“Yes, yes, indeed, Blandina,”
exclaimed Benicia, “they had no chance at all
last night, for we danced until dawn, and perhaps they
were afraid of Don Thomas Larkin. But we shall
talk and have music to-night, and those fine new tables
that came on the last ship from Boston must not be
destroyed.”
“Well, if you really think—”
said Blandina, who always thought exactly as Benicia
did. She opened a door and called:—
“Flujencio.”
“Well, my sister?”
A dreamy-looking young man in short
jacket and trousers of red silk entered the room,
sombrero in one hand, a cigarito in the other.
“Flujencio, you know it is said
that these ‘Yankees’ always ‘whittle’
everything. We are afraid they will spoil the
furniture to-night; so tell one of the servants to
cut a hundred pine slugs, and you go down to the store
and buy a box of penknives. Then they will have
plenty to amuse themselves with and will not cut the
furniture.”
“True! True! What
a good idea! Was it Benicia’s?” He
gave her a glance of languid adoration. “I
will buy those knives at once, before I forget it,”

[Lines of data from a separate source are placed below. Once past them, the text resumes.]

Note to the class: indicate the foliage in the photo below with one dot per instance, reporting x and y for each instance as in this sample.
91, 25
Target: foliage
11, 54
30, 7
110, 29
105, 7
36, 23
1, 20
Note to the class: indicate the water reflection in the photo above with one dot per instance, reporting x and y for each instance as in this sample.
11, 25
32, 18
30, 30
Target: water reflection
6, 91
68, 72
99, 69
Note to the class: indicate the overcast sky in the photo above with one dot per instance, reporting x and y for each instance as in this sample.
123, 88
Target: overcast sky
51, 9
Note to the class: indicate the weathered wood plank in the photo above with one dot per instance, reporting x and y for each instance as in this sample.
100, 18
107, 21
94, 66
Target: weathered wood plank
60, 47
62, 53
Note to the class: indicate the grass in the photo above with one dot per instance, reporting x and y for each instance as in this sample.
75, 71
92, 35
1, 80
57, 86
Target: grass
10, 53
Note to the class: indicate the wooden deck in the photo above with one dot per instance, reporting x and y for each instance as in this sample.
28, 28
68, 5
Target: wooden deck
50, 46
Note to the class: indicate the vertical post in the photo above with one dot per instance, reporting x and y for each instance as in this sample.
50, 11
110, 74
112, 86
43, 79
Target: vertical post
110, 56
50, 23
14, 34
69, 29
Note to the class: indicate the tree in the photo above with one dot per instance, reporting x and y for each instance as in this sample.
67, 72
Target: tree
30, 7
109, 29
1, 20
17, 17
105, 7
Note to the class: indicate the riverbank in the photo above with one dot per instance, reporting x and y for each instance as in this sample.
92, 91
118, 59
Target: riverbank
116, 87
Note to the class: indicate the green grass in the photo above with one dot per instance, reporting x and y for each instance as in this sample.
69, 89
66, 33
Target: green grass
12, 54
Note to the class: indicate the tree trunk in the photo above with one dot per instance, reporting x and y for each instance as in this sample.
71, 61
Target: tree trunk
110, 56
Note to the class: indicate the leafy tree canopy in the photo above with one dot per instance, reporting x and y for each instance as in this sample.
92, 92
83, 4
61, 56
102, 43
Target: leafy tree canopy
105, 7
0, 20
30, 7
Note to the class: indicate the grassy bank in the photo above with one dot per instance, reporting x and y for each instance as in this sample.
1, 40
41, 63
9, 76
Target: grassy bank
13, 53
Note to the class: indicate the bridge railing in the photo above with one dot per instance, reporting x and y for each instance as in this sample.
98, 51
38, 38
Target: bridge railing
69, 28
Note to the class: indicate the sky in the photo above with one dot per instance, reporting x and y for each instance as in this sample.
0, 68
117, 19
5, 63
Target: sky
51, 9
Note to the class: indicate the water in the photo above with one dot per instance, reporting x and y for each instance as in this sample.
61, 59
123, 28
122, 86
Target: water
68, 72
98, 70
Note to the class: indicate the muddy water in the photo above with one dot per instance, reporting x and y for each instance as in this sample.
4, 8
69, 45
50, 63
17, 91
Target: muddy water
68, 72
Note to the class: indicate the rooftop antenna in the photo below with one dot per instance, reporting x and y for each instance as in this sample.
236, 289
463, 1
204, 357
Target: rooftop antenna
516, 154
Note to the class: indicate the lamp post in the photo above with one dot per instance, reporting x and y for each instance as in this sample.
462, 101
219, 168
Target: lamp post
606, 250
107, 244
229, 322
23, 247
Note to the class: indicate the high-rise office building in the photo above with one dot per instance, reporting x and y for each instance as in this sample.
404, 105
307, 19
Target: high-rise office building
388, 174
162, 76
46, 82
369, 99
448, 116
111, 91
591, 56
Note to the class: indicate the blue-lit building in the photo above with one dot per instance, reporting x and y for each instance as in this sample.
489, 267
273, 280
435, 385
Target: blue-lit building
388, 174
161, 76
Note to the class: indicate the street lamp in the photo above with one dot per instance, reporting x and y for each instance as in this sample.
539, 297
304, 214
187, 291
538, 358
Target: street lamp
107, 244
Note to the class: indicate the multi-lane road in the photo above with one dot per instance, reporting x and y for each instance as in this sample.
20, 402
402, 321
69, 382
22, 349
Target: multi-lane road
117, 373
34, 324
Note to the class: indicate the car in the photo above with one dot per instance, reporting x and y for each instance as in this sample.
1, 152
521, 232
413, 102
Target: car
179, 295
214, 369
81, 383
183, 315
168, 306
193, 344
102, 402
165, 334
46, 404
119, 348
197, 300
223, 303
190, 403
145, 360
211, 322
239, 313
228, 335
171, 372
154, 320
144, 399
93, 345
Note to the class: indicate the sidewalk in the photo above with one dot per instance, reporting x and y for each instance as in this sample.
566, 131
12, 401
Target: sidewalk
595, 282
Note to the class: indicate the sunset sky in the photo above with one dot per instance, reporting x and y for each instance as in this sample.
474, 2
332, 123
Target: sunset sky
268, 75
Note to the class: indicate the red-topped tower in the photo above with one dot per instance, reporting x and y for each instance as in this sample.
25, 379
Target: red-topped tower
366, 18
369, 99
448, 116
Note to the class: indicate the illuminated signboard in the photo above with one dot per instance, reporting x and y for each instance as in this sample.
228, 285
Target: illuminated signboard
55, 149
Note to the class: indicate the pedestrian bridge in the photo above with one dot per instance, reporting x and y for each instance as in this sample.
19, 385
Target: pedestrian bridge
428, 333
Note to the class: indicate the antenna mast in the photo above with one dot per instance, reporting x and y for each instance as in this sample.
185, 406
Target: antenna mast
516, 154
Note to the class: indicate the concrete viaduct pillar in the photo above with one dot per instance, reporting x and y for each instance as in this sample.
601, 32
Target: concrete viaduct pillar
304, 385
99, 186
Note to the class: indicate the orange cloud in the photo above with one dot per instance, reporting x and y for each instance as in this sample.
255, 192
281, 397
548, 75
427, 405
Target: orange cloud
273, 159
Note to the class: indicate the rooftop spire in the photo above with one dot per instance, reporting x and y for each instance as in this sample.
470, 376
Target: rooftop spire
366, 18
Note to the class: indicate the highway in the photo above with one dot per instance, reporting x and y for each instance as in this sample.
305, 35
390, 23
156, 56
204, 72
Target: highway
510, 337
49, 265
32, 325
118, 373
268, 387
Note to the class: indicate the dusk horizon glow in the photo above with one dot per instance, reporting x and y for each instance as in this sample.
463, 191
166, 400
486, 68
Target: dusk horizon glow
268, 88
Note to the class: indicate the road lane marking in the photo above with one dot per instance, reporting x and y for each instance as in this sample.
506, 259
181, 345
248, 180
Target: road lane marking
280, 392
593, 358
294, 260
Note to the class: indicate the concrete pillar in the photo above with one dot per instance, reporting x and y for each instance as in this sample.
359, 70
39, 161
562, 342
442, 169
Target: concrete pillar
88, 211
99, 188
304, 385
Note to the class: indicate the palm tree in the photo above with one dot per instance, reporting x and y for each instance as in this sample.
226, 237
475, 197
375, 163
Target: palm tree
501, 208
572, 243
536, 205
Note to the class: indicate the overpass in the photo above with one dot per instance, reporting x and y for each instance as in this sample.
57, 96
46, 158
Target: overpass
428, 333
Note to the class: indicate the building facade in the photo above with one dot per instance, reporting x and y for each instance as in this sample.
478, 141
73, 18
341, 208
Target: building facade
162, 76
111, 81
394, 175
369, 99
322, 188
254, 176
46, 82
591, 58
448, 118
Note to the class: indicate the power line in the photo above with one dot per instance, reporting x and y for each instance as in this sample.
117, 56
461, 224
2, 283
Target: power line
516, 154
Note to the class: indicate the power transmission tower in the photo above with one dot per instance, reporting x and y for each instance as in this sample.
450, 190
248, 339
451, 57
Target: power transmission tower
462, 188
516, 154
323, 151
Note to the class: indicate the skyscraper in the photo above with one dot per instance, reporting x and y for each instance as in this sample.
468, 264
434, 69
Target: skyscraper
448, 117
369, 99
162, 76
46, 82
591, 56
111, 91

and he tossed the sombrero on his curls and strode
out of the house.
“How dost thou like the Señor
Lieutenant Russell, Benicia?”
Benicia lifted her chin, but her cheeks became very
pink.
“Well enough. But he is
like all the Americans, very proud, and thinks too
well of his hateful country. But I shall teach
him how to flirt. He thinks he can, but he cannot.”
“Thou canst do it, Benicia—look!
look!”
Lieutenant Russell and a brother officer
were sauntering slowly by and looking straight through
the grated window at the beautiful girls in their
gayly flowered gowns. They saluted, and the girls
bent their slender necks, but dared not speak, for
Doña Francesca Hernandez was in the next room and
the door was open. Immediately following the American
officers came Don Fernando Altimira on horseback.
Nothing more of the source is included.